Later that season, as an M2 class 4yo, Village Kid won the 1985 WA Pacing Cup beating a very short-priced favourite Preux Chevalier.
A month later he finished a luckless second to Preux Chevalier in the Inter Dominion but then won the Inters the next year as a 5yo in Brisbane.
Village Kid owns the greatest winning sequence in Australian harness history after winning 19 successive races between February 1987 and February 1988.
While others may have won more in succession, all of Village Kid’s wins came in fast-class races and included four Group One races across three States.
He shares the record of four WA Pacing Cup wins with another legend in Pure Steel and may have won five successive WA Cups had a barrier draw malfunction not caused the 1987 WA Pacing Cup to be re-drawn after Village Kid had originally drawn barrier one.
Village Kid is the only Western Australian pacer to have won two NSW Miracle Miles and his total of 13 Group One races is also a WA record.
Village Kid’s 5yo, 6yo, 7yo and 8yo seasons saw him acknowledged as the best pacer in the Southern Hemisphere across each of those seasons.
From the time Village Kid turned 4yo until the end of his 8yo season he had 100 starts for 70 wins and 22 placings.
During this period he was twice voted Australian Harness Horse of the Year and was the first horse to be voted Australian Aged Pacer of the Year on three occasions.
Dr Ern Manea AM AO
Ern Manea has served harness racing locally, nationally and internationally as President of the WA Trotting Association, President of the Australian Harness Racing Council and as President of the International Trotting Association over a period of more than 50 years as a breeder, owner and administrator.
Born at Albany in 1926, Ernest Cosmo Manea graduated as a Bachelor of Medicine (MB) and Bachelor of Surgery (BS).

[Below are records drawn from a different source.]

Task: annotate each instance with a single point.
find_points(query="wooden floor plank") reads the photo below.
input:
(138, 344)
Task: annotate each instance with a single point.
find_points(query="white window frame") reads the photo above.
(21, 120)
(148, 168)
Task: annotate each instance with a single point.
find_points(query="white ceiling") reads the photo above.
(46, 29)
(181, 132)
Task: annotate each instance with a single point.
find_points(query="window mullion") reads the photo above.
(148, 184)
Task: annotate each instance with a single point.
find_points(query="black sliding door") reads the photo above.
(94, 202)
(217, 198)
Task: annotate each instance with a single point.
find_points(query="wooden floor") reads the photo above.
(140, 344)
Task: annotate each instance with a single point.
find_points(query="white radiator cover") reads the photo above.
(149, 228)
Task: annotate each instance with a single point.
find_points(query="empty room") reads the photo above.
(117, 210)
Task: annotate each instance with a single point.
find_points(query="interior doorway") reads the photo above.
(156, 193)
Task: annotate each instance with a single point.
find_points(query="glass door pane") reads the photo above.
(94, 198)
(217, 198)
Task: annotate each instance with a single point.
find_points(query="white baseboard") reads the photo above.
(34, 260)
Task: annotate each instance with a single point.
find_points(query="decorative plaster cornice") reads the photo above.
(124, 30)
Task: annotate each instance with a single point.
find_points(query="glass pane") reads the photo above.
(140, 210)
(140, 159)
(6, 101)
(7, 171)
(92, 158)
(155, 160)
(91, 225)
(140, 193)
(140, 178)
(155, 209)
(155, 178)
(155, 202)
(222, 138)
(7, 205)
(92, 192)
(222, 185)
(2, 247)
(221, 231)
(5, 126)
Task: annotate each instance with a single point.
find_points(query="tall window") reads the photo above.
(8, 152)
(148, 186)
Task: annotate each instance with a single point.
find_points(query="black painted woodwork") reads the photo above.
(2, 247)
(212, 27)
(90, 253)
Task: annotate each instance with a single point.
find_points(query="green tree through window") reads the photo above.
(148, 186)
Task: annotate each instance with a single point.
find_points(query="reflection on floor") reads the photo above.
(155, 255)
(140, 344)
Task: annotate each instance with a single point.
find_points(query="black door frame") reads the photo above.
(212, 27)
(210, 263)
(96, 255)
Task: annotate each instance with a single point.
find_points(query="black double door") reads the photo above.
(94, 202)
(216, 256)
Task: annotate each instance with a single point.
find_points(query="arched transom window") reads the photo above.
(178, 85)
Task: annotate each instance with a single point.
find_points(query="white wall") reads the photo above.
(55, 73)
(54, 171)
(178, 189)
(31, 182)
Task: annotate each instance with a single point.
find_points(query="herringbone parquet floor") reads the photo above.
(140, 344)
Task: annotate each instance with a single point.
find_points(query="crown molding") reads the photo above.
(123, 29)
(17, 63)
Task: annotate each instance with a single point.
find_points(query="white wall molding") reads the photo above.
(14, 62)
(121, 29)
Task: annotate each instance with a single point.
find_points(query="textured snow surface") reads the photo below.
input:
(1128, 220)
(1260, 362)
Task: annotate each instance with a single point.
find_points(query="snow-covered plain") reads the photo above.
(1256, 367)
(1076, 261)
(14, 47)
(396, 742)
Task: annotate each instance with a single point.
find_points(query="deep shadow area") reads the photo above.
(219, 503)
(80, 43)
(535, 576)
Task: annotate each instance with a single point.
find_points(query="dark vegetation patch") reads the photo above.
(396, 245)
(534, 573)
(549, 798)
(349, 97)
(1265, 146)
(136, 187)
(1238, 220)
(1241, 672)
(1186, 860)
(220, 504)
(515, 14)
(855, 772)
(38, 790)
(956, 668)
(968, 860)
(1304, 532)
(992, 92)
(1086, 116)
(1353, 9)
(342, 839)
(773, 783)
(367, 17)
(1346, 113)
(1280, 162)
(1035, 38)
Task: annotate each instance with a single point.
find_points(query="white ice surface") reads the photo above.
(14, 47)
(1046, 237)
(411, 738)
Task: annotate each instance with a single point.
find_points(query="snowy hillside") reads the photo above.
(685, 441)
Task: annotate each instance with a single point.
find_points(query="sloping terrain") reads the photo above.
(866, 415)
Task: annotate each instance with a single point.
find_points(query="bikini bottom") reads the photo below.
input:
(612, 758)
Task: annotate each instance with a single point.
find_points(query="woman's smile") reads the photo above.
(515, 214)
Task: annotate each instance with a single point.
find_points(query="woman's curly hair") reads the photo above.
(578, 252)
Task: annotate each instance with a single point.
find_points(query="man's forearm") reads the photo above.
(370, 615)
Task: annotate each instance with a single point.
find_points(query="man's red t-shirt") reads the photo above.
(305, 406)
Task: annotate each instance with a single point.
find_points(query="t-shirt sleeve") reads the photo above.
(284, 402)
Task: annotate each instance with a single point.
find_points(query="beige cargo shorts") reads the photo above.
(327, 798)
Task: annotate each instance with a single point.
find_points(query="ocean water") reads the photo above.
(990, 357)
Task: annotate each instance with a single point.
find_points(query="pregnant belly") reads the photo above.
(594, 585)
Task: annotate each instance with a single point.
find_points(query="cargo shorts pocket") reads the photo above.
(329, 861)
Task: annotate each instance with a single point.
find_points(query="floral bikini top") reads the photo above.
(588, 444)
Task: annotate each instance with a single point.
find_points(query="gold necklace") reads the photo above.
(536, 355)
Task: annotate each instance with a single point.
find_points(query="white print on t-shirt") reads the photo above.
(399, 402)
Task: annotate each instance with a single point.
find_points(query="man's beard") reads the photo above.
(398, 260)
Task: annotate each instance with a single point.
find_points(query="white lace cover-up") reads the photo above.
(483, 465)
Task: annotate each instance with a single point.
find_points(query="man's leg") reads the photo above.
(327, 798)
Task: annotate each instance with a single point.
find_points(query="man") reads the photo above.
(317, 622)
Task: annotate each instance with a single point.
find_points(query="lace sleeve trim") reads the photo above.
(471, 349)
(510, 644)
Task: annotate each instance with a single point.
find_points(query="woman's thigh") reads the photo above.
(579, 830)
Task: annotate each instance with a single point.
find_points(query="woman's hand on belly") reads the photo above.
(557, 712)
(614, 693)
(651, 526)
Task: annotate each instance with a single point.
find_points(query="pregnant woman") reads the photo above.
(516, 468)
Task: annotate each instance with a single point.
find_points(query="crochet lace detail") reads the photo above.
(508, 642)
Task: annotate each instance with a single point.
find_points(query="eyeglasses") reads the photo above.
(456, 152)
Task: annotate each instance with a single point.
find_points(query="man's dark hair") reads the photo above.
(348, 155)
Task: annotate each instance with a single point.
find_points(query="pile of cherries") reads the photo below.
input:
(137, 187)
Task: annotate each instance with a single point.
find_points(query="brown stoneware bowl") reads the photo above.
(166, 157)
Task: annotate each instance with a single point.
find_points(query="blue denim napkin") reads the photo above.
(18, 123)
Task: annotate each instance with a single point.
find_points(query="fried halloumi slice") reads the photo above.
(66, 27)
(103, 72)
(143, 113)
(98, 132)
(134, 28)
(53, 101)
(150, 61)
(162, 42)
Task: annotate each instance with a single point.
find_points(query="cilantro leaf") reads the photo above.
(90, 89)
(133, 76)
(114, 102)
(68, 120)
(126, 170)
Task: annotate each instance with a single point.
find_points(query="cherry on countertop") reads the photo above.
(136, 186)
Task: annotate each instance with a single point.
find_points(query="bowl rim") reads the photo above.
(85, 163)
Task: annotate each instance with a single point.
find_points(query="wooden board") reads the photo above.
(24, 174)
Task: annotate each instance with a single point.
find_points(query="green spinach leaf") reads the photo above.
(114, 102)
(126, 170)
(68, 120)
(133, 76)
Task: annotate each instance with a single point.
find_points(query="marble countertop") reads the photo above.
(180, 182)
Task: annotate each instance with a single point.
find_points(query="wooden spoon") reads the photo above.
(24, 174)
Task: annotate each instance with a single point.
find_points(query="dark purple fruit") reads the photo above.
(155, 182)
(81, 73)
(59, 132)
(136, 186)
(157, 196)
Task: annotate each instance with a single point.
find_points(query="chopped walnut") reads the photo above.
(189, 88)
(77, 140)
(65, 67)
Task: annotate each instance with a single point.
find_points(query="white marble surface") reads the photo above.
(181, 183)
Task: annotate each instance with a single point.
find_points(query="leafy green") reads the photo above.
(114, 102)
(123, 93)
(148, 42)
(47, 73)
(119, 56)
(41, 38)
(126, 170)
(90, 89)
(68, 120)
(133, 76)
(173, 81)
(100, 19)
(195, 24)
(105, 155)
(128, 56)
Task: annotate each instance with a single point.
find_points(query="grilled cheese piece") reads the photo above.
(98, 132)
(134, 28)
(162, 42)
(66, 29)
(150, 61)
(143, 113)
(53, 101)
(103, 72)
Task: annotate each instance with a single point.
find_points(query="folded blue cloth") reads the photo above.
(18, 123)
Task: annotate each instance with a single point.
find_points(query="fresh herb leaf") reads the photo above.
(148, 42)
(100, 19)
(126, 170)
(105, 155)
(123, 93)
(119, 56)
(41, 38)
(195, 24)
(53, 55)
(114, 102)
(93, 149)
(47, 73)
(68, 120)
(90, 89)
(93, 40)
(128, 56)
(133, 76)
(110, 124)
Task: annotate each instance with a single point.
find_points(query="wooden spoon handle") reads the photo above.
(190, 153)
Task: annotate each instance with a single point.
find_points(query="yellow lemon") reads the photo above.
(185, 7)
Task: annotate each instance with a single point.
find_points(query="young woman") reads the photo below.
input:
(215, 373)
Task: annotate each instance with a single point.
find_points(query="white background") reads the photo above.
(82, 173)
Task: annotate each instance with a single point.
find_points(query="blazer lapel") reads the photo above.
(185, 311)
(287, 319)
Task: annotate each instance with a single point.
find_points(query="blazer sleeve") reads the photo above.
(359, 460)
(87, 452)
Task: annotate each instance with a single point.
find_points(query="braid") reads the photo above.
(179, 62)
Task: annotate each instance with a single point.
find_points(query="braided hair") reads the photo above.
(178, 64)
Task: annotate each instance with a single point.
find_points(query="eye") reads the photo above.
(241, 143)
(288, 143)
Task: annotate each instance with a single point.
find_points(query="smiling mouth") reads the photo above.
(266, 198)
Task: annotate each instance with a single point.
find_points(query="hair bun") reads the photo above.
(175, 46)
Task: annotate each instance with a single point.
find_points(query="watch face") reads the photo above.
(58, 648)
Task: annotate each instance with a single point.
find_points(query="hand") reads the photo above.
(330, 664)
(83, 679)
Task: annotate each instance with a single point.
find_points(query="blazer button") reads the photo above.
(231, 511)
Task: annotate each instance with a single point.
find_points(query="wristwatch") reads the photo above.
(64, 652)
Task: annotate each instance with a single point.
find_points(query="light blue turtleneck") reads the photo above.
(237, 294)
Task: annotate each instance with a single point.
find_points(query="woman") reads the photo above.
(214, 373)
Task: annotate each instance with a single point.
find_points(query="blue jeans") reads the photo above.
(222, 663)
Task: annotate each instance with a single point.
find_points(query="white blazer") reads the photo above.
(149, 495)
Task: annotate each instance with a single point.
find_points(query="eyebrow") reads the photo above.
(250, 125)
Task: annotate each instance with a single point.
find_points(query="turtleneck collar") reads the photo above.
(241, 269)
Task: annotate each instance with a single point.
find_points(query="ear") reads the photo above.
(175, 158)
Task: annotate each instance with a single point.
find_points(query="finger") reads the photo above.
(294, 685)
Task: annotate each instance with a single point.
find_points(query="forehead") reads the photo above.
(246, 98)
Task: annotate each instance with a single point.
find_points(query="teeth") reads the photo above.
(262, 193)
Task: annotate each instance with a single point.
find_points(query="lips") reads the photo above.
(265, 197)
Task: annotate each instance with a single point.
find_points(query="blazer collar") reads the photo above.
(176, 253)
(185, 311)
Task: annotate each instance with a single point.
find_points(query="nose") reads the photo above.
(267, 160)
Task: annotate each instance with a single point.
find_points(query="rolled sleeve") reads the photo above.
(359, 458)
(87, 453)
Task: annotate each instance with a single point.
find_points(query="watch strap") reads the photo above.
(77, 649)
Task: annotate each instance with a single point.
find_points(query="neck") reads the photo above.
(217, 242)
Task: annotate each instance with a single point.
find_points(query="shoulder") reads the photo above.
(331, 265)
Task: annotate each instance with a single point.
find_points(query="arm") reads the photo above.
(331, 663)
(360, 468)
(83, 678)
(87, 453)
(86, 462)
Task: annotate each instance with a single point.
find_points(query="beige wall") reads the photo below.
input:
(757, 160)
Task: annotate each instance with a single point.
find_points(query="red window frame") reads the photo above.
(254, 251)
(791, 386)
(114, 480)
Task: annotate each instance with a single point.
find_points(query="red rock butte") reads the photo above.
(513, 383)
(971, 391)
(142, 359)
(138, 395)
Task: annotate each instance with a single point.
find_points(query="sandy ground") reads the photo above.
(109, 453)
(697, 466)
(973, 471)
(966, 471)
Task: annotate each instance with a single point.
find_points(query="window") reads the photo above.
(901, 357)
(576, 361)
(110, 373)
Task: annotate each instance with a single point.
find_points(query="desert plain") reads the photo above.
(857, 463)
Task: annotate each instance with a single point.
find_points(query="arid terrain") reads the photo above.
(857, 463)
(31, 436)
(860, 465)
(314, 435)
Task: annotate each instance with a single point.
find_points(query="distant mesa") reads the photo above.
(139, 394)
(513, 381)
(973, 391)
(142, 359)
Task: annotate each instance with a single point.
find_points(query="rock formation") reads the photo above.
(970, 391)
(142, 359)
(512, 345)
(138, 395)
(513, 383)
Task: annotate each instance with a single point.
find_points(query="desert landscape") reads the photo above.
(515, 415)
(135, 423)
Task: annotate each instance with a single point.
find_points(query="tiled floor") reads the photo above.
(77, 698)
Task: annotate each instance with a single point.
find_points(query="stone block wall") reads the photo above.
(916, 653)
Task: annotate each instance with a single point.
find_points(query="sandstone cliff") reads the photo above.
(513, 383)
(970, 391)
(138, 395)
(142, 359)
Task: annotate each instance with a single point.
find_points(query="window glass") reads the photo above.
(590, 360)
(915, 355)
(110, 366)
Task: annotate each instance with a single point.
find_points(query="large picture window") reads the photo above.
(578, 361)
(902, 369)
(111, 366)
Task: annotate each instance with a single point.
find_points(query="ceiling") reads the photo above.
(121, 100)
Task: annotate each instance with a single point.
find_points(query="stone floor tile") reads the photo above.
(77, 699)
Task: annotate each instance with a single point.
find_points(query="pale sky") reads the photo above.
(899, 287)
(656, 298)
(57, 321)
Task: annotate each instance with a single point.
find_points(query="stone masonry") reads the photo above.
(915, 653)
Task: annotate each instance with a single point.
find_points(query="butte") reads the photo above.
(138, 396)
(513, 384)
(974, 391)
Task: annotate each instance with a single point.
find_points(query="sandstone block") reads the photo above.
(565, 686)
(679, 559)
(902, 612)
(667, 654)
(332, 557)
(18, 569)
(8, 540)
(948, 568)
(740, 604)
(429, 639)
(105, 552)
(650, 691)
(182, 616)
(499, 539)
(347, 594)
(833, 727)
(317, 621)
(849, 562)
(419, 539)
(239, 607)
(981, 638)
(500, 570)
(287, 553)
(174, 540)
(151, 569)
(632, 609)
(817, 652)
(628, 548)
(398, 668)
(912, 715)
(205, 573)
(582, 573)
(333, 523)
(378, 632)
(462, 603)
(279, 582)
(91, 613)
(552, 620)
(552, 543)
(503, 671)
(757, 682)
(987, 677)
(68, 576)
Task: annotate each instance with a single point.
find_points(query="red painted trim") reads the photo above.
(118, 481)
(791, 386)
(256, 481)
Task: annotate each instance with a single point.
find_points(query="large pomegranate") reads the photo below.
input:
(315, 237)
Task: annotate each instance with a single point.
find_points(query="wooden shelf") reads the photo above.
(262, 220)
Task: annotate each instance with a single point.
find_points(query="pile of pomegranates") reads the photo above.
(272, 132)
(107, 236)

Establishing a medical centre in Bunbury in 1952 resulted in Dr Manea becoming a breeder when one of his patients defaulted on money loaned for a service fee and he was given the resultant foal.

He founded Marden Stud Farm, standing several stallions and at one time owning 21 brood mares. His best horse in that era was the smart mare Marden Miss which won a Bunbury Cup.

As a highly popular Mayor of Bunbury his views on politics and planning were frequently sought by various Premiers and Ministers of the State Government, including on the many issues that affected his beloved sport of harness racing.

Between 1979 and 1987 Dr. Manea was President of the WATA which later led to Presidency of the Australian Harness Racing Council (1984-2000) and the Inter Dominion Harness Racing Council (1987-2000).
He served a term as President of the International Trotting Association (1991-1993) and was made a Life Member of that body in 1997.

In 1992 the AHRC acknowledged Dr. Manea with its Stratton Award for his on a national and international level.

In 2000, on completion of his Presidency the IDHRC awarded him its Gold Medal, and renamed the award the “Ern Manea Inter Dominion Gold Medal”.
One of the many tributes at the time came from The US Trotting Association:
“Dr. Manea has not only been a leader in Australia, but is equally respected and recognised on a world-wide level. Ern Manea IS harness racing around the world.”

While renowned as a brilliant orator, Ern Manea’s great ability was to foster progress and development, in an era of great technological change, culminating in major advances and a more truly national philosophy.
His contribution to the community and local Government was recognized in 1985 when he was appointed a Member of the Order of Australia (AM) and made an Officer of the Order of Australia (AO) in 1998.